Figure 19. CHIPPENDALE CHAIRS.
That quantities of this furniture are changing hands all the time is evident from reading the records of sales which go on at all the large auction rooms in Europe. It is safe to say that fully half of it comes to America, and that it is possible to buy here choice specimens of the works of all the famous cabinet-makers. Even the well-known Battle Abbey has been despoiled, and while much of the furniture was Flemish and German, and not of particularly good quality, there were also some pieces of both Chippendale and Adam Bros., the latter being represented by several mirrors. Chippendale chairs of undoubted authenticity bring easily at these sales $200 each, while one of distinctly inferior quality sold for $335, owing to the authenticity of its history.
At a sale of furniture held within the year at Christie's, in London, a genuine surprise was furnished when a set of mahogany Chippendale chairs brought $5,225. A few weeks later two chairs, apparently out of the same set, appeared at another sale, also at Christie's and about an hour before the sale they were withdrawn. These chairs, says the catalogue, were given by a lady to the vicar and church wardens of a parish church in Lincolnshire. The lady died, and her executors held that they were lent, not given, and the sale was stopped until the rightful ownership should be established by law. But there was also in the catalogue still another chair which was said to belong to the same set, yet which was of a different wood and more boldly carved. This chair brought but a little more than $100. The removal of the two previously mentioned chairs from the sale, and the whole mystery which surrounds them, has given rise to wild rumours, and all kinds of reports are circulated which makes one very cautious about buying at auctions. In fact catalogues at auctions are little to be relied on, as one will often find pieces heavy with inlay, or of undoubted American make, boldly marked Chippendale, while Sheraton is made to shoulder the baldest imitations of his style and design.
It must always be a matter of regret that furniture-makers so rarely signed their work. If they had realized that individual specimens would bring as much as fine paintings, they would not have left their work clouded with an uncertain pedigree.

Figure 26. CHIPPENDALE CHAIR-BACKS AND MIRROR-FRAME.
Chippendale did not make sideboards. He made side or serving-tables but the sideboard was a later growth, due largely to three cabinet-makers who succeeded Chippendale, - Shearer, Hepplewhite, and Sheraton, all of whom, like Chippendale, published catalogues of their designs. The nearest approach which Chippendale made to a sideboard was a table with a shallow drawer for linen. He did not make any of those pieces of furniture with drawers and cupboards which are so often called by his name.

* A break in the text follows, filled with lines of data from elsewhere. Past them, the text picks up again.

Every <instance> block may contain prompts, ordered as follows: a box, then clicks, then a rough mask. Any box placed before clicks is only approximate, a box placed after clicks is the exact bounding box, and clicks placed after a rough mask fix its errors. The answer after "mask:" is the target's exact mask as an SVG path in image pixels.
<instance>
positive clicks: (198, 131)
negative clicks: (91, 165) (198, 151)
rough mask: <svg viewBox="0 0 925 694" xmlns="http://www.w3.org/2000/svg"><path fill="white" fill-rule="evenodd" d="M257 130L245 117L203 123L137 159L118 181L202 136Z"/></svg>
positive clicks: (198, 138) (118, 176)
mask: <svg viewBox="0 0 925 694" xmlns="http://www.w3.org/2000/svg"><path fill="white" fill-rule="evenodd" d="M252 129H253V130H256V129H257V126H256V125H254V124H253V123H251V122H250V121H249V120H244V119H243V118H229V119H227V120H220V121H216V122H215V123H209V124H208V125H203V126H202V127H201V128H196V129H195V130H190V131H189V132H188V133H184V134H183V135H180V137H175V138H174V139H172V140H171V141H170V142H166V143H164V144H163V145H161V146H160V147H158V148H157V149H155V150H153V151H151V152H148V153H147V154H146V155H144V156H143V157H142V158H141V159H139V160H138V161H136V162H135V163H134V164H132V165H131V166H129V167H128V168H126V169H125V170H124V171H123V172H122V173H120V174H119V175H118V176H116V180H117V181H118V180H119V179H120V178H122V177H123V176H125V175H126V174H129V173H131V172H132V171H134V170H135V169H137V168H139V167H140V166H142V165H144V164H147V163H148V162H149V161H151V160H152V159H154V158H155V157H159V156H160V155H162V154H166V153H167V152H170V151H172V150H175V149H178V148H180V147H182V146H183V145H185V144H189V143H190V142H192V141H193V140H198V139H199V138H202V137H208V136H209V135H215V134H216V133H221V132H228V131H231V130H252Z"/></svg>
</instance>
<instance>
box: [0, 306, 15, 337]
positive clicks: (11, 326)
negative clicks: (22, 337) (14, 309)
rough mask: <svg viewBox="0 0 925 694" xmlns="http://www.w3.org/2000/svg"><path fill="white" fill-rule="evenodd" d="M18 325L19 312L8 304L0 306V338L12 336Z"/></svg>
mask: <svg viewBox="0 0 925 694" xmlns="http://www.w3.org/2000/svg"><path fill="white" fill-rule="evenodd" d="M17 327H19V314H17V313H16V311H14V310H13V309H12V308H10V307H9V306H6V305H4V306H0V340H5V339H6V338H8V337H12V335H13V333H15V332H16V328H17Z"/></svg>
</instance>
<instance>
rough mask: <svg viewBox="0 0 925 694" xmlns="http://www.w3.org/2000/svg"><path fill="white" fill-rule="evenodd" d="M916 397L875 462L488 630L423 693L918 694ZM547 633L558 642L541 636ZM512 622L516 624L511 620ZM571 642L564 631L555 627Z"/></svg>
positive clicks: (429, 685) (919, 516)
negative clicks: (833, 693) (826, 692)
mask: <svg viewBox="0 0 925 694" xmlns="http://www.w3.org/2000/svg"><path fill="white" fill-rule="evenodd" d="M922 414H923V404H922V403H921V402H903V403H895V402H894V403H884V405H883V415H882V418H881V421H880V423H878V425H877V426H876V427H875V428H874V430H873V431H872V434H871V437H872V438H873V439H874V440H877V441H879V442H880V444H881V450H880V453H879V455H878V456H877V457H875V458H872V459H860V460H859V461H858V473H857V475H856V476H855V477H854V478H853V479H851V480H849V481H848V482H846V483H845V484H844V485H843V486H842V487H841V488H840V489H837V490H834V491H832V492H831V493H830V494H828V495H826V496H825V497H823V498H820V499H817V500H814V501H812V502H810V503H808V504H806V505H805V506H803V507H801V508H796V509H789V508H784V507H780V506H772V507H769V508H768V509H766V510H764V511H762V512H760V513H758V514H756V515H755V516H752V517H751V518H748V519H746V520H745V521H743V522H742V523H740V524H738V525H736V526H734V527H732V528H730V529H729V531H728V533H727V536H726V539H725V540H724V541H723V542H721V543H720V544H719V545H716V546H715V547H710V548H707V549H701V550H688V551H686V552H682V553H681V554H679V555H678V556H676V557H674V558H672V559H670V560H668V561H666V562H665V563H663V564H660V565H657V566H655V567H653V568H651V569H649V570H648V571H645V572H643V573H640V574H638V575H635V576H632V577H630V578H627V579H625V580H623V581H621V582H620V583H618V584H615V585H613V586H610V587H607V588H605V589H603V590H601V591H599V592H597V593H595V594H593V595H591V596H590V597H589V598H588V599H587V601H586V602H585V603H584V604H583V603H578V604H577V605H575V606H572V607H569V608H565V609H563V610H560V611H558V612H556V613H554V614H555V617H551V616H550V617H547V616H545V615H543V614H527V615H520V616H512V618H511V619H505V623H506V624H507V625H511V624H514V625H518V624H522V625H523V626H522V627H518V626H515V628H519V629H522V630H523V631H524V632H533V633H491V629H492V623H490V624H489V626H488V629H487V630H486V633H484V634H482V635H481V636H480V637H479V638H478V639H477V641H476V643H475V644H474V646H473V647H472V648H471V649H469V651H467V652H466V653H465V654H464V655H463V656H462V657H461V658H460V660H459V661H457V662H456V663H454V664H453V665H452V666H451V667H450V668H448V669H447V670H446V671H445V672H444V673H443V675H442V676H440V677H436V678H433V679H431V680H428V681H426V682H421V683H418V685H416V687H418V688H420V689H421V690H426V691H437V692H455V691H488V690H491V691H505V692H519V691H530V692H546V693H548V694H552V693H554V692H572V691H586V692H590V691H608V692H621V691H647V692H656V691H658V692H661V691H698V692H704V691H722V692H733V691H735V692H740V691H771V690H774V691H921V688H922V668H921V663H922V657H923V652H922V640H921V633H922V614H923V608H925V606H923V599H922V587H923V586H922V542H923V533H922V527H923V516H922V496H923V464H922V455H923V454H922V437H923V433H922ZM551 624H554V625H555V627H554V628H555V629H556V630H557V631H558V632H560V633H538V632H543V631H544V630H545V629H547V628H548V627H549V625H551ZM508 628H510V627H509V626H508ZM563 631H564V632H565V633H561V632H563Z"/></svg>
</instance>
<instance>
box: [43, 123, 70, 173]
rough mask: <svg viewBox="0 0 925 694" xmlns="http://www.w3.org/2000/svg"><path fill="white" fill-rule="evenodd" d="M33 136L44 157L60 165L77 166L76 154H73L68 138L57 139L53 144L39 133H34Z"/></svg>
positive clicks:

It may be seen that on Chippendale's title-page he refers to "frames for marble slabs." These were generally tables, - side or serving tables we should call them, - and they were elaborately carved on legs and edges. Nor were they unknown in this country, for inventories as early as the middle of the eighteenth century refer to sideboard tables with marble tops, as well as marble-topped parlor tables.
In Figure 25 is shown an unusually elegant marble-topped parlor table. The profuse carving is in Chippendale's very best style, not flamboyant, but elegant and graceful. On each of the long sides is a grotesque mask, and the legs, carved over the knees with shells and flowers in low relief, end in a ball-and-paw, the hair on the foot being most delicately carved. The wood is dark, rich mahogany; the marble top is of brown tint with light veinings. This fine piece is at Memorial Hall, Philadelphia.

Figure 25. CHIPPENDALE MARBLE-TOPPED TABLE.